Its algorithms and data science models can even identify the reason behind every failure, allowing to fix a problem at its root. This type of preventive support will permit telecom companies to be proactive at maintaining their equipment, resolving issues before they occur, and minimizing support requests. No need to say just how much this will boost the customer experience!
- Network optimization improvement
It is not an understatement to say that modern communication networks are complicated and challenging to handle and maintain. Introducing the 5G will not make things easier. On the contrary, deploying AI&ML technologies could be a sort of cavalry!
This new technology is planned to help operators leverage advanced automation in their network operations to optimize their architecture while improving management and control. And hence – customer satisfaction, lowering customer service costs, preventing outages, and keeping good network quality.

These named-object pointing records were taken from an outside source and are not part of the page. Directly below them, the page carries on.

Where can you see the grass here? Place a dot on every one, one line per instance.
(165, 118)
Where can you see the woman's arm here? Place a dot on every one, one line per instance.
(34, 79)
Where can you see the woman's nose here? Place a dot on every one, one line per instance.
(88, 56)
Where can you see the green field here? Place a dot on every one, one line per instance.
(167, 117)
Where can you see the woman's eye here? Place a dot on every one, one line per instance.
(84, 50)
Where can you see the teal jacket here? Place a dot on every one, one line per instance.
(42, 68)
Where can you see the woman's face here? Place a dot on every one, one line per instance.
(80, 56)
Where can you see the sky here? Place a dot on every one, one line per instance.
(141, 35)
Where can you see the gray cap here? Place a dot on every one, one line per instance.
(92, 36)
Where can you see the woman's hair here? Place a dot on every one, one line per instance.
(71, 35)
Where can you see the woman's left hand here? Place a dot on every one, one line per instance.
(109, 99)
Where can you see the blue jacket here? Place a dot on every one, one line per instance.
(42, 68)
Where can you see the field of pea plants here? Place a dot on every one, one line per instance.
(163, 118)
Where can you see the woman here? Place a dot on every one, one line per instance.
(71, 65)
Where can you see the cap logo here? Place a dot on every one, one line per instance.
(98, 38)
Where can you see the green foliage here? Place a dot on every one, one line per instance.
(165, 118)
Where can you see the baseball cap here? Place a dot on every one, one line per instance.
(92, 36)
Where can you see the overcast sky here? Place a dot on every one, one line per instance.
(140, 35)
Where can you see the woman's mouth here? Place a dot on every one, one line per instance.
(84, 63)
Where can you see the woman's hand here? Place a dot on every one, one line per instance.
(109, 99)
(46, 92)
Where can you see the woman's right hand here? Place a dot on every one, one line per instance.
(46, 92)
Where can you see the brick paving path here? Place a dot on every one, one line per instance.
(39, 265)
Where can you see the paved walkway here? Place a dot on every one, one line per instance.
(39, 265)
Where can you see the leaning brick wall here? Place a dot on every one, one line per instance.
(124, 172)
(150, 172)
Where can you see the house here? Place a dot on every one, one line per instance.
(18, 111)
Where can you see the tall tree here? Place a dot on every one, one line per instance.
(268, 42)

This all can be a result of various data parameters that are to be collected from the customer and their devices. We are talking here about their requests, complaints, and service logs. These are all analyzed to help telecoms uncover trends and performance issues in different demographics, time zones, devices, and locations.
3. Network anomalies
Anomaly detection coming from the AI can effectively augment and automate early detection, predictions, and decision-making regarding operations and business processes where people can’t handle data volume or velocity.
When the time of detecting the deviation is improved, the resolution of incidents becomes quicker, reducing costs associated with the interruption of, while at the same time – the prevention of lost revenue and brand impact is improved.
Also, this type of anomaly detection can analyze multiple dimensions of data sources – looking at the cell, subscriber, and device-level KPIs, faults monitoring in network equipment and correlating alerts across domains for noise reduction and root cause analysis.
And just like that – you get a transparent view of network and service performance. And let us not forget the customer experience, as well.
These are only a few use cases of AI and ML in telecom. To that list, we can add fraud detection and prevention as anti-fraud analytical systems can detect suspicious behavioral patterns, immediately blocking services or accounts by processing call and data transfer logs in real-time.
Artificial intelligence can make faster and sometimes even better decisions than humans, as we all sometimes need a few seconds or even minutes to make a decision. But, simultaneously, a machine learning model processes a considerable amount of data items in a fraction of a second!
Also, expert knowledge can be used more efficiently because ML expert knowledge can be distilled into a model and applied more widely.
No wonder Nokia, Vodafone, and Deutsche Telecom have been making considerable investments in AI at various levels. The range of potential Artificial Intelligence use in telecom is surprisingly broad. We can be sure that market players will see increasingly intelligent automation systems rise to streamline day-to-day operations, delivering more and more value to customers!